DELGOSEA Beneficiaries | This month: The Vice Director of Junior Highschool “SMP 1 Tarakan”

DELGOSEA Beneficiaries | This month: The Vice Director of Junior Highschool “SMP 1 Tarakan”
13/12/2011

Indonesia

In its last project year, DELGOSEA is focusing on the project implementation of its best practices. Who will be better equipped to assess the impact and success of the best practice replication than the people on the ground at the pilot cities? The beneficiaries in the 16 pilot cities are the ones to share with us the success and challenges of the ongoing project implementation. The series of interviews starts this month, featuring Tarakan, one of the four Indonesian pilot cities.

During the interview with Mr. Ahmad Sahar, who will be involved in the practical planning issues on a technical level, he made it clear that the DELGOSEA project replication has already started. An initial step towards the implementation phase is clearly a large meeting; the government plans to hold ‘inviting all schools in Tarakan to discuss the waste-management project’ said the Vice Director of Junior Highschool “SMP 1 Tarakan”. Naturally, DELGOSEA Indonesia coordinator Natalis Padang was eager to know what expectations Mr. Sahar has as a beneficiary concerning the replication.

Sahar: ‘We are very interested in this project. We actually had the idea to increase children’s participation in keeping the environment clean a long time ago, but we didn’t know how to go about that. Obviously, as teachers we do not have much knowledge or skills of waste management, and there was no government support forthcoming, so we had not been able to put our ideas into practice. We were, therefore, very glad to be asked by the city government to take part in this pilot project and to get the support needed to implement our idea. The teachers and students in this school are aware of the importance to keep the environment clean and are keen to get started.’

In order to explain the framework and approach his school is taking, the Vice Director added that ‘[i]n 2009 our school joined the ADIWIYATA Program (a national program from the state ministry of environment to encourage awareness of schools to conserve the environment). This is the third year of ADIWIYATA program in our school. We are trying to achieve the title of “ENVIRONMENTALLY SOUNDS SCHOOL”, and for that we need to fulfill 165 indicators. The TALING (Environment Saving) project is very important because it will help us to achieve those indicators.’ TALING is the working title of the DELGOSEA project replication in the Tarakan schools. There are already plans to integrate the TALING approach into the governmental ADIWIYATA Program.

Even though the project replication has just started, Sahar already pinpoints some positive changes. He states that ‘my family and I are more aware of the importance of a clean environment’ and ads concerning his school: ‘I can see already that students and teachers will be more aware of keeping the environment clean. I think that children will be interested in participating in the eco-savers scheme, since they realize that they can make money out of waste.

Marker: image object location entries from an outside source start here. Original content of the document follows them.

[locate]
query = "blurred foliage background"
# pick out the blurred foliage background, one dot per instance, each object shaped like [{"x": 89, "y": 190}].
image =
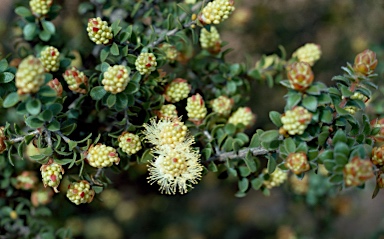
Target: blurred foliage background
[{"x": 299, "y": 209}]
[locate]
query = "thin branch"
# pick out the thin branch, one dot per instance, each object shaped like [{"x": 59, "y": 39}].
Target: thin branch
[{"x": 21, "y": 138}]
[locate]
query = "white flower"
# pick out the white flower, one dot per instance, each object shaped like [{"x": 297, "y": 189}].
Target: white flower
[{"x": 175, "y": 168}]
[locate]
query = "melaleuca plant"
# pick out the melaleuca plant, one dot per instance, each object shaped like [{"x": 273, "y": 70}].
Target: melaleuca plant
[{"x": 155, "y": 88}]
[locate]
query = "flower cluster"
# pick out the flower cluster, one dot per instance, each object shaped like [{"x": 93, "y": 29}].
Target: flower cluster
[
  {"x": 115, "y": 79},
  {"x": 146, "y": 63},
  {"x": 216, "y": 11},
  {"x": 275, "y": 179},
  {"x": 49, "y": 56},
  {"x": 308, "y": 53},
  {"x": 98, "y": 31},
  {"x": 177, "y": 90},
  {"x": 80, "y": 192},
  {"x": 176, "y": 165},
  {"x": 77, "y": 81},
  {"x": 51, "y": 174},
  {"x": 242, "y": 115}
]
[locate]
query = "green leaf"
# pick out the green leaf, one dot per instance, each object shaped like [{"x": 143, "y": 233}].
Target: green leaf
[
  {"x": 23, "y": 11},
  {"x": 243, "y": 184},
  {"x": 275, "y": 118},
  {"x": 269, "y": 136},
  {"x": 271, "y": 166},
  {"x": 257, "y": 183},
  {"x": 45, "y": 35},
  {"x": 6, "y": 77},
  {"x": 115, "y": 49},
  {"x": 310, "y": 103},
  {"x": 33, "y": 106},
  {"x": 11, "y": 100},
  {"x": 111, "y": 100},
  {"x": 55, "y": 108},
  {"x": 54, "y": 125},
  {"x": 48, "y": 26},
  {"x": 34, "y": 122},
  {"x": 98, "y": 92}
]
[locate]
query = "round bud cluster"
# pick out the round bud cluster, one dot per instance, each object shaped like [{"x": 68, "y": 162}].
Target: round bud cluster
[
  {"x": 56, "y": 86},
  {"x": 170, "y": 51},
  {"x": 98, "y": 31},
  {"x": 41, "y": 196},
  {"x": 168, "y": 111},
  {"x": 242, "y": 115},
  {"x": 115, "y": 79},
  {"x": 379, "y": 137},
  {"x": 77, "y": 81},
  {"x": 378, "y": 156},
  {"x": 26, "y": 180},
  {"x": 299, "y": 186},
  {"x": 276, "y": 178},
  {"x": 146, "y": 63},
  {"x": 177, "y": 90},
  {"x": 40, "y": 7},
  {"x": 196, "y": 108},
  {"x": 297, "y": 162},
  {"x": 129, "y": 143},
  {"x": 210, "y": 40},
  {"x": 222, "y": 105},
  {"x": 295, "y": 121},
  {"x": 80, "y": 192},
  {"x": 3, "y": 146},
  {"x": 351, "y": 109},
  {"x": 30, "y": 75},
  {"x": 51, "y": 174},
  {"x": 101, "y": 156},
  {"x": 216, "y": 11},
  {"x": 365, "y": 62},
  {"x": 50, "y": 58},
  {"x": 357, "y": 171},
  {"x": 300, "y": 75},
  {"x": 308, "y": 53}
]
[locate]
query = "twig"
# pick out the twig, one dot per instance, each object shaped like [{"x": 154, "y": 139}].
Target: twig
[{"x": 21, "y": 138}]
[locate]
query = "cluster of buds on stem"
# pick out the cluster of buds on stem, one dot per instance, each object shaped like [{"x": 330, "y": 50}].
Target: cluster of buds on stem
[
  {"x": 216, "y": 11},
  {"x": 145, "y": 63},
  {"x": 365, "y": 62},
  {"x": 297, "y": 162},
  {"x": 177, "y": 90},
  {"x": 300, "y": 75},
  {"x": 295, "y": 121},
  {"x": 210, "y": 40},
  {"x": 51, "y": 174},
  {"x": 40, "y": 7},
  {"x": 357, "y": 171},
  {"x": 196, "y": 108},
  {"x": 30, "y": 75},
  {"x": 244, "y": 116},
  {"x": 116, "y": 79},
  {"x": 308, "y": 53},
  {"x": 49, "y": 56},
  {"x": 80, "y": 192},
  {"x": 98, "y": 31}
]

Maybe they will not only collect waste from their house but from other houses as well.’

Embracing the project, the Vice Director advises his students to keep one thing in mind, ‘[…] [as] much as I want them [his students] to be enthusiastic, it is important that they learn to manage their time, so that the waste collection will not affect their studies.’ Regarding the involvement of the city government, Mr. Sahar would like to be able to ‘reward the students with useful items for students such as books, milk, etc. for the points they collect for bringing the recycle waste.’

Clearly, the Vice Director is excited for the coming weeks and months, eager to join the ranks of his students. Sahar: ‘I have also noticed that teachers are eager to join students in bringing in waste to recycle – can we join the program as well?’